La conséquence directe est une escalade évidente de l’impunité et de la violence – impunité et violence civile et policière – engendrant entre autre exemples le suicide dans les rangs de la police:

« On a beaucoup parlé des suicides à France Télécom, mais le taux de suicide dans la police y est deux fois plus important »

ou encore l’émigration:

« Près de 2,4 millions de Français sont aujourd’hui… expatriés. Un phénomène non négligeable qui s’accélère. L’augmentation au cours des douze dernières années est même de 4% par an. »

La place de la figure autoritaire ne reste jamais vacante bien longtemps. Les zones où sévit le retrait des institutions étatiques trouveront et trouvent déjà de nouvelles autorités (mafias et mouvements religieux).

Trois siècle av. J.C. Platon nous apporte un éclairage précieux:

« Lorsqu’un peuple assoiffé de liberté se trouve des échansons qui lui en verse autant qu’il souhaite, jusqu’à l’enivrer, il arrive qu’on appelle des despotes les gouvernements empressés de satisfaire les exigences de leurs sujets toujours plus exigeants. Il arrive que celui qui se montre discipliné soit décrit en terme d’homme sans caractère et de serviteur. Il arrive que le père effrayé finisse par traité ses fils comme des pairs et qu’il ne soit plus respecté, que le maître n’ose plus réprimander ses élèves et qu’ils se moquent de lui, que les jeunes revendiquent les mêmes droits que les vieux, et que les vieux acceptent de les leur accorder pour ne pas paraître trop sévères. Sous un tel climat de liberté, au nom de celle-ci, il n’y a plus de respect ni d’égard pour personne.
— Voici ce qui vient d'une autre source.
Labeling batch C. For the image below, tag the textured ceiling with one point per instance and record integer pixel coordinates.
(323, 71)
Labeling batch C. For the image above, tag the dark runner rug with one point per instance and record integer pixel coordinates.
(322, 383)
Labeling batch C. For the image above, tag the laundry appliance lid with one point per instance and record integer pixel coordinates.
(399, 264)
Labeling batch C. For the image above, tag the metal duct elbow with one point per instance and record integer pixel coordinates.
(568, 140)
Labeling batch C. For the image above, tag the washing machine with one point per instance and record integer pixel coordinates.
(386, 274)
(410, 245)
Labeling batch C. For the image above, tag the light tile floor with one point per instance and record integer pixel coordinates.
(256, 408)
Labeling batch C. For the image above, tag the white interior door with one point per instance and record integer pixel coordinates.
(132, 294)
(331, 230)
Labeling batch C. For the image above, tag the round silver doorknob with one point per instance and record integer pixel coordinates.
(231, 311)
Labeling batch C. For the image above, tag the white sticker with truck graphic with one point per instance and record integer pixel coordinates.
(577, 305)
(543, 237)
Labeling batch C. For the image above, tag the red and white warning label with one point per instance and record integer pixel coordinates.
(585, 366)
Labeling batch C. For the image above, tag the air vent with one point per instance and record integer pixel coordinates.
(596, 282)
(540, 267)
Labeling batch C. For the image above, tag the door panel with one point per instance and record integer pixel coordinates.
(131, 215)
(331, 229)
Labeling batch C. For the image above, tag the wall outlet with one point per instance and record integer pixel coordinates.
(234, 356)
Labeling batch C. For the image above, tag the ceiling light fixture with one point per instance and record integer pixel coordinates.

Et au sein de cette licence pousse et se développe une mauvaise herbe: la tyrannie« . République – livre VIII.

Il est aussi à noter que Platon remarque judicieusement que la plupart des tyrans attribuent un caractère divin à leur pouvoir. Lorsque l’on confond liberté et licence, qu’il n’y a plus aucun respect pour l’autorité, c’est le désordre total. Face à ce désordre, les tensions s’exacerbent et la moindre tentative pour restaurer l’ordre est ressentie comme insupportable. Parallèlement, un tel climat d’insécurité impose à la population de chercher un chef qui leur promette le retour à l’ordre. Et ORDRE devient le mot à la mode sur les lèvres de tous les démagogues. « Méfiez-vous de celui qui vient mettre de l’ordre » disait Diderot. Ce nouveau sauveur endossera sa mission à condition d’avoir tous les pouvoirs. C’est le tyran.

Nos gouvernants connaissent bien ces théories. Ils ne l’emploient pas tant qu’ils se soucient du bien être de la population et non leur propre intérêt. Est-ce toujours valable alors que la société de consommation – qu’ils subissent au moins autant que nous – incite chaque jour davantage à l’égoïsme ? La position du tyran est la seule qui puisse véritablement assouvir leur soif de pouvoir et nous y allons tout droit. Ou l’alternative: une guerre entre tyrans locaux, potentats régionaux, une sorte de guerre des gangs que rend possible un État moribond, qui se désengage. Le plus drôle, ou le plus triste, c’est que ceux qui prétendent « lutter contre le système » et incendient voitures et édifices, en sont, au contraire, les promoteurs. Si demain nous vivons dans un état policier, nous pourrons, en partie, les en remercier.